Tonawanda News

April 24, 2013

Scout seeks to include gays

By Jessica Bagley
The Tonawanda News

Tonawanda News — TOWN OF TONAWANDA — A local man who is leading a drive to persuade the Boy Scouts of America to allow gay members said he supports the organization’s proposal to partially alter its policy. 

The proposition, which was released late last week, would allow for gay children to be part of the organization — but not gay adult leaders. The organization’s 1,400 National Council members will vote on the proposal at a meeting in Texas at the end of May. 

“I support it because it is a step in the right direction,” Town of Tonawanda resident Matthew Wilcott said. “But make no mistake, the proposal is still discriminatory against adults. It tells them that they are not good enough role models and that they don’t stand up to the morals of the organization to lead the youth.” 

Wilcott, 29, is a teacher the Buffalo Academy of the Sacred Heart and grew up as a Boy Scout in West Seneca. He is now an Eagle Scout, the highest rank in scouting, and serves as a counselor for the Greater Niagara Frontier Council’s Camp Schoellkopf over the summer.

Wilcott began his campaign after learning about a 17-year-old scout in California, Ryan Andersen, who completed all his work to become an Eagle Scout before the Boy Scouts kicked him out of the organization for being gay. 

“At that last moment, he was denied his badge, even though all his masters had known he was openly gay,” Wilcott said. “That is ridiculous and not right. It became something I wrestled with morally.” 

After hearing about Andersen’s story, Wilcott got involved with the Scouts for Equality organization and began an online petition at www.change.org to encourage the Greater Niagara Frontier Council to vote against the anti-gay policy. That petition now has 470 signatures. 

The announcement of the organization’s proposal last week comes after almost a year of discussion. Last summer, the BSA reaffirmed its ban on gay scouts and scoutmasters after an internal review of the policy. But the organization was quickly criticized by activists, like Wilcott, who said the process was internal and secretive. Several sponsoring companies and other organizations that support the nonprofit have stopped donating — or threatened to stop giving to the Boy Scouts — over the policy

National leaders then relented and decided to release surveys to scouts and their parents to obtain feedback on the policy.

“It was a big step forward for them to actually step forward and ask for opinions,” Wilcott said. “It was nice because people on both sides of the issue were able to be heard.”

The Greater Niagara Frontier Council also actively sought to get feedback from local members through emails, letters and phone calls. The body also held three meetings to allow scouts and their families to express their opinions on the issue. 

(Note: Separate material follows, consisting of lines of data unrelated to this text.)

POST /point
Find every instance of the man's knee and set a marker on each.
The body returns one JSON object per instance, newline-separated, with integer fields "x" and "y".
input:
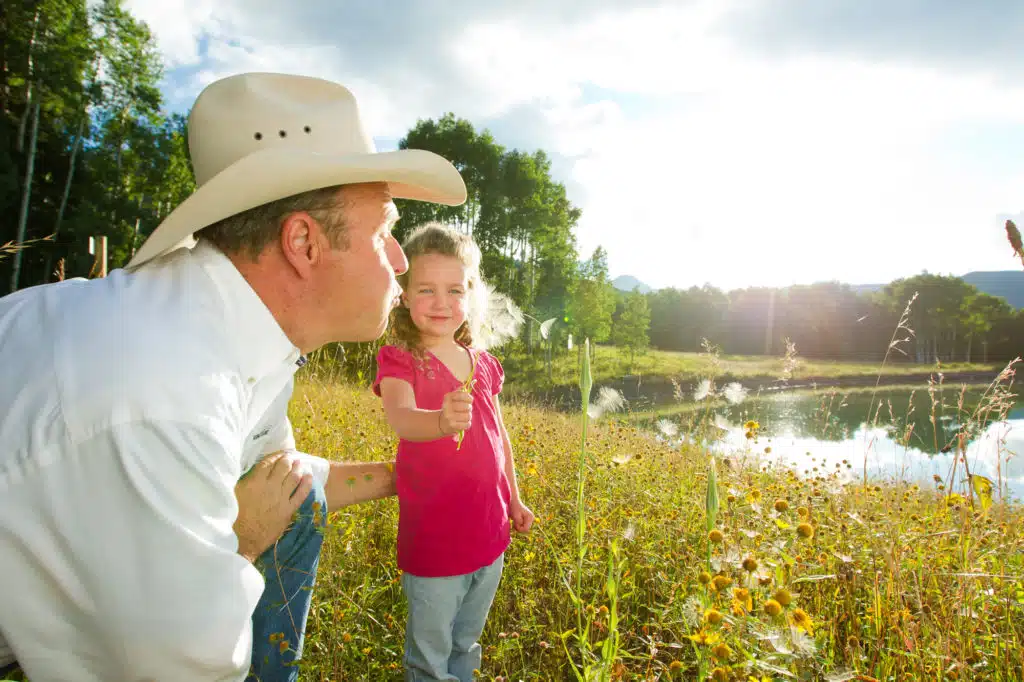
{"x": 313, "y": 509}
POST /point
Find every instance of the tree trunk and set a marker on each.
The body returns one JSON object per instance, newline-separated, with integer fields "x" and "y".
{"x": 67, "y": 192}
{"x": 23, "y": 219}
{"x": 19, "y": 140}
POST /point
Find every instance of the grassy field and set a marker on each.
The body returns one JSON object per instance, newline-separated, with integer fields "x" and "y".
{"x": 890, "y": 583}
{"x": 610, "y": 363}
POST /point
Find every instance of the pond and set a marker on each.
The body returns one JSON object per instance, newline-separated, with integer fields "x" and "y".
{"x": 823, "y": 432}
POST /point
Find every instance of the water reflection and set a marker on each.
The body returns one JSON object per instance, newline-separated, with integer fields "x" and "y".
{"x": 825, "y": 433}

“Our charge is to represent the local consensus,” Russell Etzenhouser, scout executive for the Niagara council said. “We have received a very diverse set of opinions, and very passionate ideas on both sides. Some say we ... need to change this right away, while others say we should hold on strong to our core values and not give in to change. Finding a common ground is the challenge of the situation.” 

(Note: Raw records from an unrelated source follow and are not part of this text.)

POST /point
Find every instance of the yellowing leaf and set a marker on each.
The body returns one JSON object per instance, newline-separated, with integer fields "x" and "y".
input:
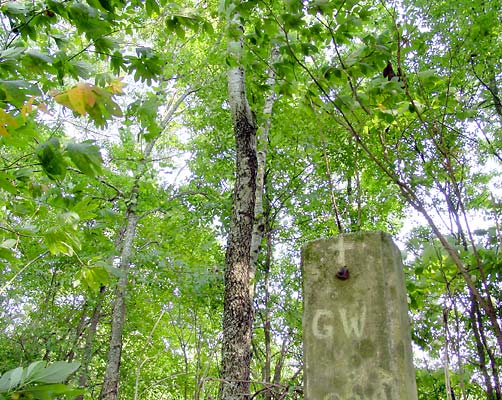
{"x": 78, "y": 98}
{"x": 6, "y": 121}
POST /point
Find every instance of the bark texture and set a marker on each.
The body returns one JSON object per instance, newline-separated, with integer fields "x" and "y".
{"x": 238, "y": 313}
{"x": 124, "y": 245}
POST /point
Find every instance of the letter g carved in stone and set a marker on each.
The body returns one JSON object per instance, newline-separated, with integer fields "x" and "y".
{"x": 323, "y": 329}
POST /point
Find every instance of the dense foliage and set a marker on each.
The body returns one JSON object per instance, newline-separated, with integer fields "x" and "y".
{"x": 117, "y": 163}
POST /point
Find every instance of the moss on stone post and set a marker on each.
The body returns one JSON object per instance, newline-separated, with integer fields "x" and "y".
{"x": 357, "y": 341}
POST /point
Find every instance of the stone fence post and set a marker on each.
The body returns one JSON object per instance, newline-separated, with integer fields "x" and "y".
{"x": 357, "y": 341}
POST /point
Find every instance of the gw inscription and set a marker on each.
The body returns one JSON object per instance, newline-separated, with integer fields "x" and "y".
{"x": 357, "y": 343}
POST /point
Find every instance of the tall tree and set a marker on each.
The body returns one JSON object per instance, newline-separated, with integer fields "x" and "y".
{"x": 238, "y": 311}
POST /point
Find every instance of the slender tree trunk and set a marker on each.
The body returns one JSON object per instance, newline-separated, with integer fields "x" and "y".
{"x": 91, "y": 334}
{"x": 238, "y": 310}
{"x": 267, "y": 324}
{"x": 262, "y": 148}
{"x": 124, "y": 244}
{"x": 110, "y": 388}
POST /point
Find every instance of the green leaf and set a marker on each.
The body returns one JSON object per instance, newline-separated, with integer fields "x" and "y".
{"x": 92, "y": 277}
{"x": 11, "y": 379}
{"x": 86, "y": 157}
{"x": 33, "y": 369}
{"x": 51, "y": 159}
{"x": 49, "y": 392}
{"x": 56, "y": 372}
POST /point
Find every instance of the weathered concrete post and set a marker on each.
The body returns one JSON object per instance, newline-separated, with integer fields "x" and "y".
{"x": 357, "y": 342}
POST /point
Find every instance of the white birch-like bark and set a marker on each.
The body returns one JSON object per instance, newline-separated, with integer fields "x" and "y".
{"x": 238, "y": 313}
{"x": 262, "y": 148}
{"x": 125, "y": 248}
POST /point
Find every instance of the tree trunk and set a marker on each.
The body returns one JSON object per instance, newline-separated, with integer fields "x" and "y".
{"x": 110, "y": 388}
{"x": 238, "y": 310}
{"x": 89, "y": 341}
{"x": 124, "y": 246}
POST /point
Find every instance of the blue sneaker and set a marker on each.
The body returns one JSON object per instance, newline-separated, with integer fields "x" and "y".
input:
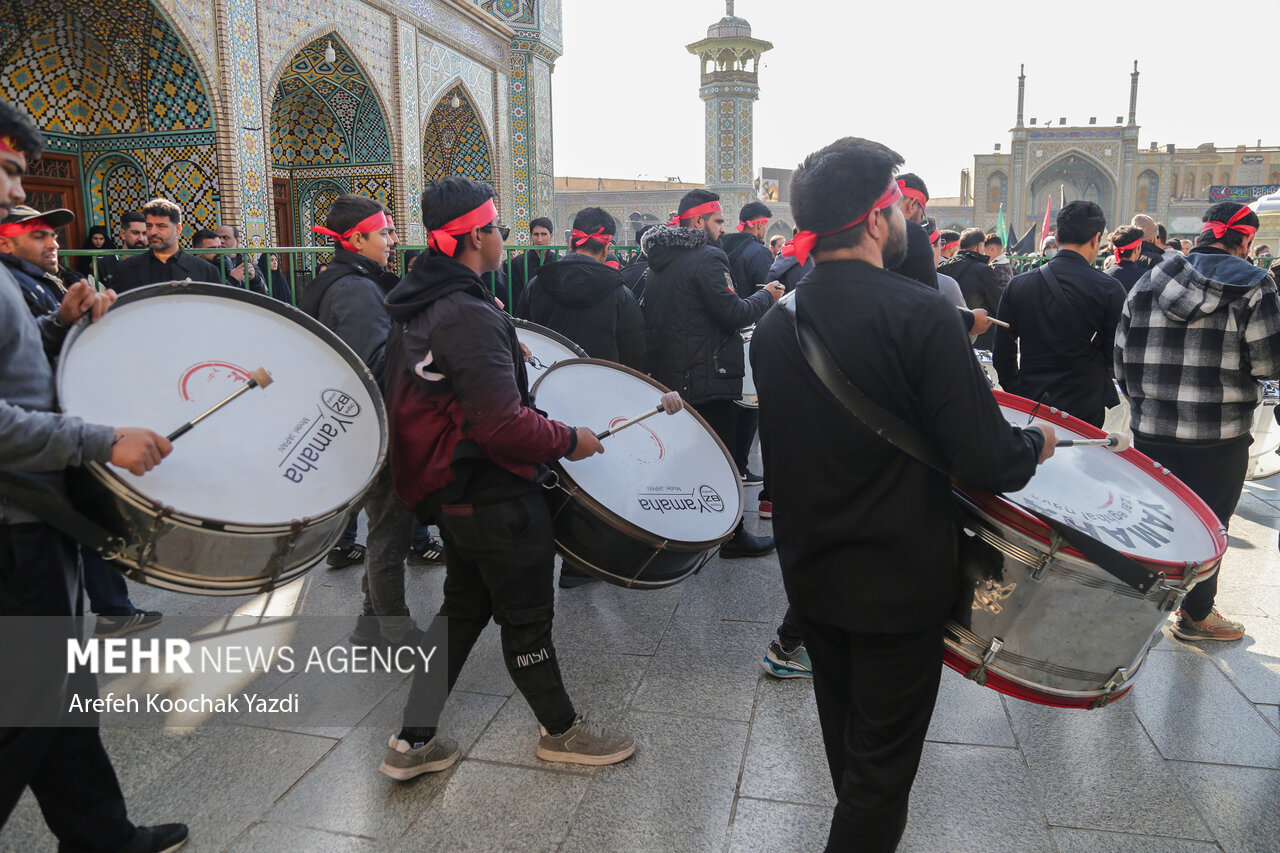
{"x": 787, "y": 665}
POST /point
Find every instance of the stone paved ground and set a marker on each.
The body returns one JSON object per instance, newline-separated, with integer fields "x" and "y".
{"x": 728, "y": 760}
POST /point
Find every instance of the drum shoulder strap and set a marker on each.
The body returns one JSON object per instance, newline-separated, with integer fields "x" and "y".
{"x": 909, "y": 439}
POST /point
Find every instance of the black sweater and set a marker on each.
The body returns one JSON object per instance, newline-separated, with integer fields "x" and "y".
{"x": 865, "y": 533}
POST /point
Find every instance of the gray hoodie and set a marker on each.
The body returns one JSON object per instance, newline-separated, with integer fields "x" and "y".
{"x": 36, "y": 442}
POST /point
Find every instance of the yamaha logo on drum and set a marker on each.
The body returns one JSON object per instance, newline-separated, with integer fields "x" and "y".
{"x": 341, "y": 402}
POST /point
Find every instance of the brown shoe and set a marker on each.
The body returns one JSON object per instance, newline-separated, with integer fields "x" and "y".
{"x": 1212, "y": 626}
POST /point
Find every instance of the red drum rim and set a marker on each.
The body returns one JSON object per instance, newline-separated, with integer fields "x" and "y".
{"x": 551, "y": 333}
{"x": 1000, "y": 684}
{"x": 122, "y": 488}
{"x": 568, "y": 484}
{"x": 1034, "y": 528}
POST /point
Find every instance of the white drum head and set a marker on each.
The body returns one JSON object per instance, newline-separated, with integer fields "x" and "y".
{"x": 548, "y": 347}
{"x": 1116, "y": 500}
{"x": 667, "y": 475}
{"x": 301, "y": 447}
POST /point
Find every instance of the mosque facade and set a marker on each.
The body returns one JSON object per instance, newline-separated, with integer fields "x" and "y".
{"x": 257, "y": 113}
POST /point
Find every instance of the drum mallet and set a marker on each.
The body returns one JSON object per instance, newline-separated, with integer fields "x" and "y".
{"x": 1114, "y": 441}
{"x": 257, "y": 378}
{"x": 629, "y": 423}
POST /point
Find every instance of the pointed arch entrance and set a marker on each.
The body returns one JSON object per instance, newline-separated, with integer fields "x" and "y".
{"x": 123, "y": 105}
{"x": 455, "y": 141}
{"x": 329, "y": 136}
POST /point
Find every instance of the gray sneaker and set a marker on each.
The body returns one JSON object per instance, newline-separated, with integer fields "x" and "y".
{"x": 403, "y": 761}
{"x": 586, "y": 743}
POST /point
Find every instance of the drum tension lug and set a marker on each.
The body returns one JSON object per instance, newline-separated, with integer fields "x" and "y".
{"x": 979, "y": 673}
{"x": 1115, "y": 682}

In a statement released last week, the BSA said the survey results were also varied — with some supporting the change, and some strongly against it. But the majority of respondents agreed that youth should not be discriminated against on the basis of their sexual orientation, according to the BSA. 

Some church organizations and conservative groups expressed concern about allowing gay adults to be leaders in the organization, however, and the proposal reflects respondents’ opinions, the BSA said. 

Wilcott is hoping the four local members who will vote in favor of the measure next month, despite the continuance of the ban on adult gay leaders. 

“The policy can incur psychological damage to children who feel like they are not accepted,” he said. “This at least recognizes that everyone is different, and it will be historic if the organization reverts its policy — but more work has to be done.”